We spent as an industry so much time and effort focusing on malware, anomaly detection, exploits, et cetera. And we’ve gotten, by some measures, quite effective at preventing that, but sometimes we over-focus. Sometimes we let mastery of one domain lull us into a false sense of security that we’ve solved the problem. I think about half, maybe two thirds of organizations are still relying primarily on legacy antivirus technology. What does antivirus technology have to do with [a threat actor] coming in with legitimate credentials?

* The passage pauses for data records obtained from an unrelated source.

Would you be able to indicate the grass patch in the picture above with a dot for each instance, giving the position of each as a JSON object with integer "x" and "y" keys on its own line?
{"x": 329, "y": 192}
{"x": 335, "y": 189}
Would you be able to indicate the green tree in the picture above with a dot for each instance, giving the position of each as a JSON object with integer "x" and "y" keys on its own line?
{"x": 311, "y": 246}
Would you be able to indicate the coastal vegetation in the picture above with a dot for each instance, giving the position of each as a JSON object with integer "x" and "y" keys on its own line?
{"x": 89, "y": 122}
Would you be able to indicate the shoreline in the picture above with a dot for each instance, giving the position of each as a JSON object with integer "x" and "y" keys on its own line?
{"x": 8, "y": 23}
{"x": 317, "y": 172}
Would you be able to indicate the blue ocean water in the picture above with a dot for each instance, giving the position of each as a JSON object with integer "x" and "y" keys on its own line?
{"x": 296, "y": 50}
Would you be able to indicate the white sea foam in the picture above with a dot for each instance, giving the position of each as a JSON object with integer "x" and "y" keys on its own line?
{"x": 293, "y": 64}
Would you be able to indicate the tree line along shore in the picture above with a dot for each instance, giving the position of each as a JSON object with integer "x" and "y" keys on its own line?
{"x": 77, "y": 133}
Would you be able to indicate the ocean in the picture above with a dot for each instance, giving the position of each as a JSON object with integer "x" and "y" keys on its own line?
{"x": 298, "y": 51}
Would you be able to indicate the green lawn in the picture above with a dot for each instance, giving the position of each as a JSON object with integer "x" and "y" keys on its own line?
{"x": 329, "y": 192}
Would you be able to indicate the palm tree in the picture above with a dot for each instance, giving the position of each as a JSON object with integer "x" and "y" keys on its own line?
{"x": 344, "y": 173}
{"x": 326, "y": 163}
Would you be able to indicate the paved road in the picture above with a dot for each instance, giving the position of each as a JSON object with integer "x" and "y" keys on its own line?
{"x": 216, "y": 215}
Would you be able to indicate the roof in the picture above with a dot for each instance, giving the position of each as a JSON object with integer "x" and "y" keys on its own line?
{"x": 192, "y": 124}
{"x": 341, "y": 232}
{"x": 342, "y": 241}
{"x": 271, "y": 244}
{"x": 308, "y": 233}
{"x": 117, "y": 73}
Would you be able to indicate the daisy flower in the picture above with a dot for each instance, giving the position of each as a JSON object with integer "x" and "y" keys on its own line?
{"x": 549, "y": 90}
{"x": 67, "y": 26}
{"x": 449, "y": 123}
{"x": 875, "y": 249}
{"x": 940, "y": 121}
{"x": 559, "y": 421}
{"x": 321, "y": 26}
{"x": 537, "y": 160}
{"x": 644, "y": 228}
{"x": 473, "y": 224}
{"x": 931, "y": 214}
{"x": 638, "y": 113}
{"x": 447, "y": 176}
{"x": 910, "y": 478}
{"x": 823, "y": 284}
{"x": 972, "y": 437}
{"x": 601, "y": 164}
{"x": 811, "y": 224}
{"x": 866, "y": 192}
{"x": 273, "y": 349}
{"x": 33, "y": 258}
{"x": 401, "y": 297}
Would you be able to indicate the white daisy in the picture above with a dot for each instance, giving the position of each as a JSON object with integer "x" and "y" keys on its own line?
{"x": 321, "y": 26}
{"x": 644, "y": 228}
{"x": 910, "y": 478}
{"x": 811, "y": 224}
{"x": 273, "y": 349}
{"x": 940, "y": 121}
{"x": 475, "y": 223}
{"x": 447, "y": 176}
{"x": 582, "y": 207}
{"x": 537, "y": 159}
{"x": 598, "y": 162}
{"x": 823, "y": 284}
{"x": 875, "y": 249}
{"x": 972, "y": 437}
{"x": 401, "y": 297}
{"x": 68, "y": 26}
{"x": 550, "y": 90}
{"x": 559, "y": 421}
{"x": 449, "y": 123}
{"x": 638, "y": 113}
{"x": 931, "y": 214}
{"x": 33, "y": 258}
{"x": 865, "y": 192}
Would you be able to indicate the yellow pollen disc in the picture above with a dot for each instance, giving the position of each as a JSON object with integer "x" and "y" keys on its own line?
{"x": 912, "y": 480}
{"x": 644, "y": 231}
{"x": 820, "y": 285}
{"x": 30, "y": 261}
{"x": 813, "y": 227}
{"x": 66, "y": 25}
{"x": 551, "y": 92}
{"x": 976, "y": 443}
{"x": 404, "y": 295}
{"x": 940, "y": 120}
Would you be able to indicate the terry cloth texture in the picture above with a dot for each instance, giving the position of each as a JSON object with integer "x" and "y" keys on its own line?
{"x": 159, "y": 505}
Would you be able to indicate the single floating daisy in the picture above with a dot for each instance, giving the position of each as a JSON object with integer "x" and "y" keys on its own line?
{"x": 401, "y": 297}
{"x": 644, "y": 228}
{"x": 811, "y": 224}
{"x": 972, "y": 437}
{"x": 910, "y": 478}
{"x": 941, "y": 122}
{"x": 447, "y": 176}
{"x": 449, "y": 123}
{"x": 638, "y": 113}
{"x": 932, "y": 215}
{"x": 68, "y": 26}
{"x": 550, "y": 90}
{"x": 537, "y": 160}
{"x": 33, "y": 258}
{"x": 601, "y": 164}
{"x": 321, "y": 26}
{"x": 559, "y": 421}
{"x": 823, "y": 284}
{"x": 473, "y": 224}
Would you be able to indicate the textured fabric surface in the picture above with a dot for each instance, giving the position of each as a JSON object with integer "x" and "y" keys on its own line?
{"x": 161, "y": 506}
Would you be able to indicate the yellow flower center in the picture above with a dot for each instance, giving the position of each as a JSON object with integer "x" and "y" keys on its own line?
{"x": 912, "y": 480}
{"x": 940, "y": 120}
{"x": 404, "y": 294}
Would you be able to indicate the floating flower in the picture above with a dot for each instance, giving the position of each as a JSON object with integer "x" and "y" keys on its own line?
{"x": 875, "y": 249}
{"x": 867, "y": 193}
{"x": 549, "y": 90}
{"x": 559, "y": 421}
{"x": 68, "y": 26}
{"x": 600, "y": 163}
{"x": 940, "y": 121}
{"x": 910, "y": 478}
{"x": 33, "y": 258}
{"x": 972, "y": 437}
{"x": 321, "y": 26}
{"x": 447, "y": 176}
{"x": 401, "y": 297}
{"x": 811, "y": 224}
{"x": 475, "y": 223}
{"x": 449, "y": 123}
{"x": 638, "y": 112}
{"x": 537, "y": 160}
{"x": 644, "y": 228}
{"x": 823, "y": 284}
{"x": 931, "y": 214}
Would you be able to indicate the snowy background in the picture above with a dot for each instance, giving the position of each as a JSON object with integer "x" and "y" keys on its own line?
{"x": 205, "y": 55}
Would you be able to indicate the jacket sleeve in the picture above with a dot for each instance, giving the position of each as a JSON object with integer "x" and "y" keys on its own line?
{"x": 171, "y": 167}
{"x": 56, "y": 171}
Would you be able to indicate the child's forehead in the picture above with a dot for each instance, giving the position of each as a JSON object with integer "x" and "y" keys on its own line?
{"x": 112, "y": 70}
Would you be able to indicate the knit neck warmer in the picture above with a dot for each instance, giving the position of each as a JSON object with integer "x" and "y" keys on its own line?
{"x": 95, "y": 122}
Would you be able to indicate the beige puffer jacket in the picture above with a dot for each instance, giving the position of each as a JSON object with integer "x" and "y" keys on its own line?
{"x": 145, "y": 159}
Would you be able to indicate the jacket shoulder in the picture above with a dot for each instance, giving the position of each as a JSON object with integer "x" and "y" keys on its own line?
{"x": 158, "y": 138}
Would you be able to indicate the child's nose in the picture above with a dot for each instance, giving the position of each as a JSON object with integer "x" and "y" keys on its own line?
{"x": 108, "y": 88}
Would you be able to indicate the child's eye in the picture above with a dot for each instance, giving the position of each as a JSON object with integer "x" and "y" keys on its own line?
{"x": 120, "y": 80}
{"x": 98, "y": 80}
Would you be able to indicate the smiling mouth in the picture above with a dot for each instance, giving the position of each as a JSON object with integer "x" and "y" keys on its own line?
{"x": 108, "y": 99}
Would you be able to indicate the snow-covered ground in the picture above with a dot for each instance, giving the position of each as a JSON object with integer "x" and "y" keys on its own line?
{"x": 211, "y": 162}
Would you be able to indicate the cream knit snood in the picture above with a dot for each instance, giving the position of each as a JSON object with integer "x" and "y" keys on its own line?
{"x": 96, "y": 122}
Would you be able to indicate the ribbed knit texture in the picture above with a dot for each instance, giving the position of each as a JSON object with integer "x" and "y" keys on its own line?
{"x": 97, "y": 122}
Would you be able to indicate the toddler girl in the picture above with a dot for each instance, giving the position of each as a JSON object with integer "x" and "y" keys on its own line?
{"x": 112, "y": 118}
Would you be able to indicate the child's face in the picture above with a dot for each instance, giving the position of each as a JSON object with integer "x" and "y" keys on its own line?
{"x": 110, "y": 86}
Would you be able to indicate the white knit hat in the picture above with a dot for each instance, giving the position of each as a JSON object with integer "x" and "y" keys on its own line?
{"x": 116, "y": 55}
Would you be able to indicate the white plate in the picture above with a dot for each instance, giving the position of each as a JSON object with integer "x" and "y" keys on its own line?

At some point, unless you have fully adopted zero-trust technology, you’ve got to trust that if someone says, ‘Hi, I’m Rob, and I have access to this device,’ and they have Rob’s password, then they must be Rob. We still see a lot of kind of old-school techniques that don’t really have a technical fix, like pretending to be someone from IT [support] and asking an employee for their password. That’s not a technical control. That’s a human weakness. That’s social engineering.

And with techniques like Kerberoasting becoming very popular, we see cloud variations of that. Cloud is the new domain for adversaries. It’s the new battle theater that they’re increasingly moving towards. And there are some other identity-based, credential-based techniques that they’re going after in the cloud specifically as well, like looking at secrets that are built into an application, which is a big no-no from a security architecture perspective. But people make mistakes.

There are built-in tools in these cloud service providers that are designed to allow you to manage these environments — inheriting permissions and having metadata APIs built into these systems. And of course, they’re there to make developers’ lives easier. But if not properly secured, the adversary will take advantage of that as well.

I think by and large, cloud service providers are doing a pretty good job of making these technologies fairly secure by design. The issue is many organizations and developers are new to the cloud.
Elia ZaitsevCTO, CloudStrike

Do you think the cloud services and platforms are getting increasingly complex, or is it more that enterprises are having a hard time keeping up with it all because they don’t always know what they’re responsible for?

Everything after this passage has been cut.